Hall accuses Congress of pulling a “bait and switch” when they promised Texas taxpayers a free interstate. “They designated this corridor route an international trade corridor back in 1995,” argues Hall. “So for Governor Perry, or any of those folks who are trying to push toll roads here in Texas, to try and say that this road stops at the Texas border … that it’s not a NAFTA superhighway … it is an international corridor and it has been designated as such.”
Hall alleges that Governor Perry is “representing the interest of private industry over the public good,” noting he has accepted more than $1 million worth of campaign contributions from road contractors and the “road lobby.”
But the Republican governor is dismissing the concerns of some state residents who are upset the proposed 4,000-mile Trans-Texas Corridor running from Laredo to Canada will turn operation of the public highway system over to private, if not foreign companies. (hear part two of audio report)
Critics of the proposed highway project claim it was never approved by voters, and Congressman Ron Paul (R-Texas), CNN’s Lou Dobbs, and others call the project a “NAFTA superhighway” and warn it will be part of a “North American Union” between the U.S., Mexico, and Canada.

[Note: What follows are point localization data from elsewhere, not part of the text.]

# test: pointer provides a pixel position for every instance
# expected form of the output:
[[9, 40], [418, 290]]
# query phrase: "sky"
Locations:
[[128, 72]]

Governor Perry calls critics of the Trans-Texas Corridor “unenlightened.” “Here’s what’s more important rather than all of the black helicopter … conspiracy theories,” argues Perry. “We have many, many multi-national groups that run various things … in the United States as we do in other countries, and nobody is going to roll up our highways and carry them back to Spain.”
According to Perry, there is a reason CEO Magazine selected Texas as the number-one state to do business. “… [U]nderstand you have to have a transportation infrastructure system in place so that people can get from point A to point B, and they don’t spend all their time in gridlock instead of being with their kids at soccer practice or back home with their families,” Perry explains.
Governor Perry maintains the controversial transportation network is necessary to “move [the state’s] people and product around” and reduce road congestion.